The checkpoint can then be restored and re-simulating the application will take significantly less time. To restore a checkpoint, replace the --checkpoint-dir option with --restore-dir:

build/VEGA_X86/gem5.opt configs/example/gpufs/mi300.py --disk-image gem5-resources/src/x86-ubuntu-gpu-ml/disk-image/x86-ubuntu-gpu-ml --kernel gem5-resources/src/x86-ubuntu-gpu-ml/vmlinux-gpu-ml --app gem5-resources/src/gpu/square/bin.default/square.default --restore-dir square-cpt

Checkpoints can also be taken using the m5_checkpoint(..) pseudo instruction or by checkpointing in the python configs after an exit event. For example, kernel exit events can be enabled using --exit-at-gpu-task=-1 and the config can be modified to create a checkpoint at the Nth kernel by checking the current task number in configs/example/gpufs/runfs.py.

Note that checkpoints are currently not supported within a GPU kernel. Thus, checkpoints must be taken when no GPU kernels are running.

Build GPU custom applications

If you want to build an application that is not part of gem5-resources, you will want to build the GPU application targeting either gfx90a (MI210 and MI250), gfx942 (MI300X), or both. For example:

hipcc my_gpu_app.cpp -o my_gpu_app --offload-arch=gfx90a,gfx942

You can build without a docker image on an x86 Linux host by installing the rocm-dev package after setting up a package manager following the steps in the ROCm Linux documentation.

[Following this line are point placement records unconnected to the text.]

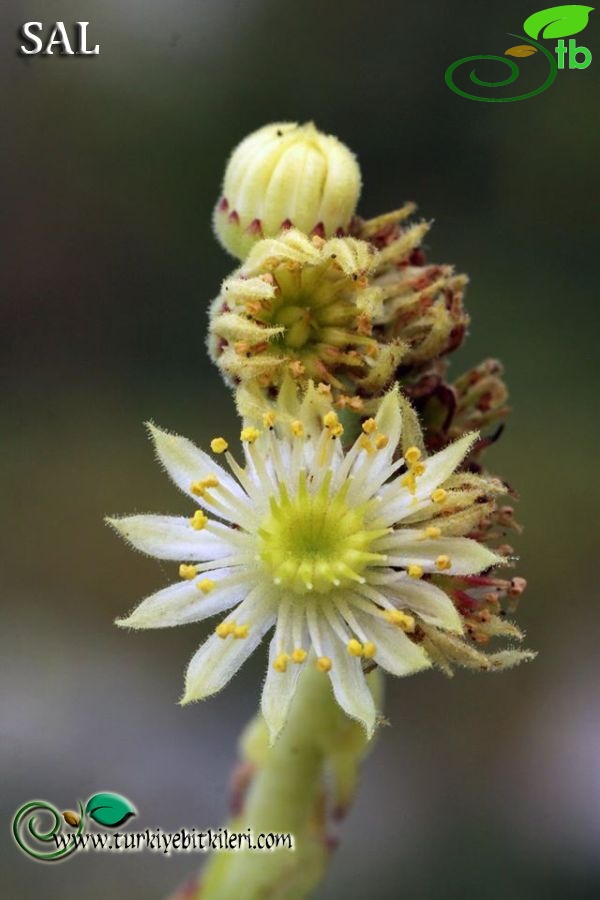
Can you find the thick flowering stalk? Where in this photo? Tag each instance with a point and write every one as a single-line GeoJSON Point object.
{"type": "Point", "coordinates": [352, 556]}
{"type": "Point", "coordinates": [360, 528]}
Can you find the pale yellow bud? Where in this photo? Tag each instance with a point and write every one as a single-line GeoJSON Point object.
{"type": "Point", "coordinates": [286, 175]}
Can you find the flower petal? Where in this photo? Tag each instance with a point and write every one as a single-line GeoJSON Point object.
{"type": "Point", "coordinates": [427, 600]}
{"type": "Point", "coordinates": [347, 678]}
{"type": "Point", "coordinates": [467, 557]}
{"type": "Point", "coordinates": [186, 463]}
{"type": "Point", "coordinates": [184, 602]}
{"type": "Point", "coordinates": [440, 466]}
{"type": "Point", "coordinates": [172, 537]}
{"type": "Point", "coordinates": [279, 687]}
{"type": "Point", "coordinates": [394, 651]}
{"type": "Point", "coordinates": [218, 659]}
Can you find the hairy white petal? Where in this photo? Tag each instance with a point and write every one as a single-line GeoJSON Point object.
{"type": "Point", "coordinates": [440, 466]}
{"type": "Point", "coordinates": [186, 463]}
{"type": "Point", "coordinates": [184, 602]}
{"type": "Point", "coordinates": [428, 601]}
{"type": "Point", "coordinates": [347, 679]}
{"type": "Point", "coordinates": [467, 557]}
{"type": "Point", "coordinates": [394, 651]}
{"type": "Point", "coordinates": [218, 659]}
{"type": "Point", "coordinates": [279, 687]}
{"type": "Point", "coordinates": [172, 537]}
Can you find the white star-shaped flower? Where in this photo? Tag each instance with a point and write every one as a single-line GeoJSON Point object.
{"type": "Point", "coordinates": [345, 553]}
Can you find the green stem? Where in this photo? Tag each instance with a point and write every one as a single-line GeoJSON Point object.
{"type": "Point", "coordinates": [287, 794]}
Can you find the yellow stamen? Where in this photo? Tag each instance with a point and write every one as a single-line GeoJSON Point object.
{"type": "Point", "coordinates": [218, 445]}
{"type": "Point", "coordinates": [206, 585]}
{"type": "Point", "coordinates": [199, 520]}
{"type": "Point", "coordinates": [354, 647]}
{"type": "Point", "coordinates": [199, 488]}
{"type": "Point", "coordinates": [404, 621]}
{"type": "Point", "coordinates": [369, 426]}
{"type": "Point", "coordinates": [365, 444]}
{"type": "Point", "coordinates": [409, 481]}
{"type": "Point", "coordinates": [280, 662]}
{"type": "Point", "coordinates": [443, 562]}
{"type": "Point", "coordinates": [249, 434]}
{"type": "Point", "coordinates": [296, 368]}
{"type": "Point", "coordinates": [412, 455]}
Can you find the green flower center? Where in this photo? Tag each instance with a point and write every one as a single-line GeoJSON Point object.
{"type": "Point", "coordinates": [316, 542]}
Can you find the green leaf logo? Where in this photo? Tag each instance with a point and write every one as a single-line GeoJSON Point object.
{"type": "Point", "coordinates": [109, 810]}
{"type": "Point", "coordinates": [557, 21]}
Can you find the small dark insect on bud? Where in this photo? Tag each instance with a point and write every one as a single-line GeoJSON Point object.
{"type": "Point", "coordinates": [71, 818]}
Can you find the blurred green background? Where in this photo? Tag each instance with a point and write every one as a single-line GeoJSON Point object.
{"type": "Point", "coordinates": [486, 786]}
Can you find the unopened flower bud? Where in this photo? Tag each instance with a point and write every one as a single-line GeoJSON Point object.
{"type": "Point", "coordinates": [286, 175]}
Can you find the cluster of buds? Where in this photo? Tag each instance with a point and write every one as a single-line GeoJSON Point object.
{"type": "Point", "coordinates": [476, 401]}
{"type": "Point", "coordinates": [321, 293]}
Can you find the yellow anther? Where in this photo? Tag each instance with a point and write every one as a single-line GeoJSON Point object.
{"type": "Point", "coordinates": [409, 481]}
{"type": "Point", "coordinates": [296, 368]}
{"type": "Point", "coordinates": [324, 664]}
{"type": "Point", "coordinates": [280, 662]}
{"type": "Point", "coordinates": [354, 647]}
{"type": "Point", "coordinates": [369, 426]}
{"type": "Point", "coordinates": [404, 621]}
{"type": "Point", "coordinates": [366, 444]}
{"type": "Point", "coordinates": [412, 455]}
{"type": "Point", "coordinates": [206, 585]}
{"type": "Point", "coordinates": [199, 520]}
{"type": "Point", "coordinates": [218, 445]}
{"type": "Point", "coordinates": [199, 488]}
{"type": "Point", "coordinates": [224, 629]}
{"type": "Point", "coordinates": [249, 434]}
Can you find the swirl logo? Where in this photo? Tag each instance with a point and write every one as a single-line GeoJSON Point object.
{"type": "Point", "coordinates": [37, 825]}
{"type": "Point", "coordinates": [555, 22]}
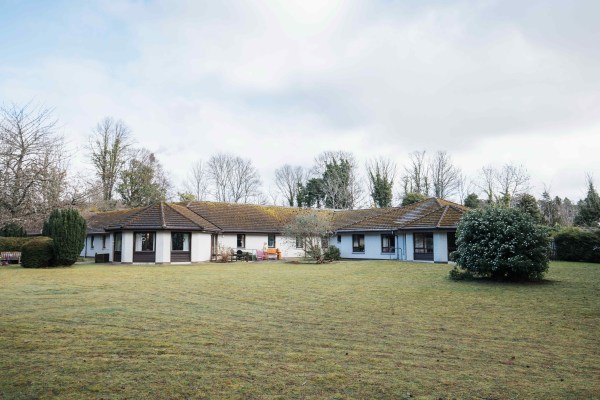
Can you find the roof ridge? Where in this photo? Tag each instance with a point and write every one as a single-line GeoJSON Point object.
{"type": "Point", "coordinates": [134, 215]}
{"type": "Point", "coordinates": [421, 217]}
{"type": "Point", "coordinates": [171, 206]}
{"type": "Point", "coordinates": [390, 209]}
{"type": "Point", "coordinates": [187, 207]}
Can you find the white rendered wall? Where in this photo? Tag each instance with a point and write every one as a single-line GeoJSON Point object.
{"type": "Point", "coordinates": [410, 247]}
{"type": "Point", "coordinates": [288, 248]}
{"type": "Point", "coordinates": [163, 247]}
{"type": "Point", "coordinates": [440, 247]}
{"type": "Point", "coordinates": [200, 246]}
{"type": "Point", "coordinates": [127, 247]}
{"type": "Point", "coordinates": [88, 251]}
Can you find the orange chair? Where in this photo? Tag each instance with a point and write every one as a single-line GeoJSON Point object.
{"type": "Point", "coordinates": [273, 252]}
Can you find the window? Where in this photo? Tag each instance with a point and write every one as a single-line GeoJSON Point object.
{"type": "Point", "coordinates": [241, 241]}
{"type": "Point", "coordinates": [144, 241]}
{"type": "Point", "coordinates": [388, 244]}
{"type": "Point", "coordinates": [180, 241]}
{"type": "Point", "coordinates": [358, 243]}
{"type": "Point", "coordinates": [423, 243]}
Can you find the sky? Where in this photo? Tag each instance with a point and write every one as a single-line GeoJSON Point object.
{"type": "Point", "coordinates": [490, 82]}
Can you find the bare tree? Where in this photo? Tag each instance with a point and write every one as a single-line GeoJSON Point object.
{"type": "Point", "coordinates": [288, 180]}
{"type": "Point", "coordinates": [502, 185]}
{"type": "Point", "coordinates": [143, 181]}
{"type": "Point", "coordinates": [464, 188]}
{"type": "Point", "coordinates": [341, 183]}
{"type": "Point", "coordinates": [511, 181]}
{"type": "Point", "coordinates": [381, 173]}
{"type": "Point", "coordinates": [445, 177]}
{"type": "Point", "coordinates": [416, 174]}
{"type": "Point", "coordinates": [197, 181]}
{"type": "Point", "coordinates": [32, 161]}
{"type": "Point", "coordinates": [234, 179]}
{"type": "Point", "coordinates": [486, 182]}
{"type": "Point", "coordinates": [108, 147]}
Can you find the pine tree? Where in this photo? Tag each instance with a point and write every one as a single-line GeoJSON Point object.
{"type": "Point", "coordinates": [67, 228]}
{"type": "Point", "coordinates": [589, 208]}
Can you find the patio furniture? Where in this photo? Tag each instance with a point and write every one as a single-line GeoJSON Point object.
{"type": "Point", "coordinates": [242, 255]}
{"type": "Point", "coordinates": [273, 252]}
{"type": "Point", "coordinates": [7, 256]}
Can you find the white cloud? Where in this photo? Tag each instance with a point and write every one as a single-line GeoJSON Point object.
{"type": "Point", "coordinates": [282, 81]}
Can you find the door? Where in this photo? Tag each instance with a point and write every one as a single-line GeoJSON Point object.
{"type": "Point", "coordinates": [214, 246]}
{"type": "Point", "coordinates": [118, 244]}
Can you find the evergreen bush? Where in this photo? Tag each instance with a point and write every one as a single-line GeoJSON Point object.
{"type": "Point", "coordinates": [501, 243]}
{"type": "Point", "coordinates": [332, 254]}
{"type": "Point", "coordinates": [38, 253]}
{"type": "Point", "coordinates": [67, 228]}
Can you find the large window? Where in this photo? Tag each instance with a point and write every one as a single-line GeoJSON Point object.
{"type": "Point", "coordinates": [423, 246]}
{"type": "Point", "coordinates": [241, 242]}
{"type": "Point", "coordinates": [271, 241]}
{"type": "Point", "coordinates": [358, 243]}
{"type": "Point", "coordinates": [144, 241]}
{"type": "Point", "coordinates": [180, 241]}
{"type": "Point", "coordinates": [388, 244]}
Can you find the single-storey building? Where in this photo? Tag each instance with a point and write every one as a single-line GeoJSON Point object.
{"type": "Point", "coordinates": [196, 231]}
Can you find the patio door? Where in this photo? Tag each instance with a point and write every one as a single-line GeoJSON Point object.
{"type": "Point", "coordinates": [117, 245]}
{"type": "Point", "coordinates": [214, 244]}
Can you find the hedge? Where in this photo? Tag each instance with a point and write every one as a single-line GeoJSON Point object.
{"type": "Point", "coordinates": [574, 244]}
{"type": "Point", "coordinates": [13, 243]}
{"type": "Point", "coordinates": [38, 253]}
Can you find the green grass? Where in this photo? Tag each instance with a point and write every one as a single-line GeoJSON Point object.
{"type": "Point", "coordinates": [363, 329]}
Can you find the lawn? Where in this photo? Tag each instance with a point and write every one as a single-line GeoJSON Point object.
{"type": "Point", "coordinates": [367, 329]}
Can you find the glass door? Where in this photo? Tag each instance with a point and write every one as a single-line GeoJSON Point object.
{"type": "Point", "coordinates": [118, 243]}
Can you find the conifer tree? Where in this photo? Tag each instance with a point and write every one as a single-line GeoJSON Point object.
{"type": "Point", "coordinates": [67, 228]}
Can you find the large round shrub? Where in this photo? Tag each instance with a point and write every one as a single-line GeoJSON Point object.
{"type": "Point", "coordinates": [67, 228]}
{"type": "Point", "coordinates": [501, 243]}
{"type": "Point", "coordinates": [38, 253]}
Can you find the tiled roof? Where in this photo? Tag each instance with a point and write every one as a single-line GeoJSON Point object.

Modifying GPU configuration

The configurations in configs/example/gpufs/ are helper configurations that interface with configs/example/gpufs/runfs.py and set meaningful default values for a specific device. Some parameters of interest in this file are the number of compute units, the GPU topology, the system memory size, and the CPU type.

Some of these parameters only modify the value in gem5 and do not change the simulated device. In particular the dgpu_mem_size parameter does not change the amount of memory seen by the device driver and is hardcoded to 16GB in C++. Changing this value will result in a gem5 fatal.

The supported cpu_types are X86KvmCPU and AtomicSimpleCPU as timing CPUs do not support the disjointed Ruby network required to simulate a discrete GPU.

Other parameters related to GPU can be found in configs/example/gpufs/system/amdgpu.py which creates the compute units for the GPU. See the ComputeUnit class in src/gpu-compute/GPU.py for all available options. Note that not all possible combinations of options can be tested. Options such as queue sizes and latencies are generally safe to modify.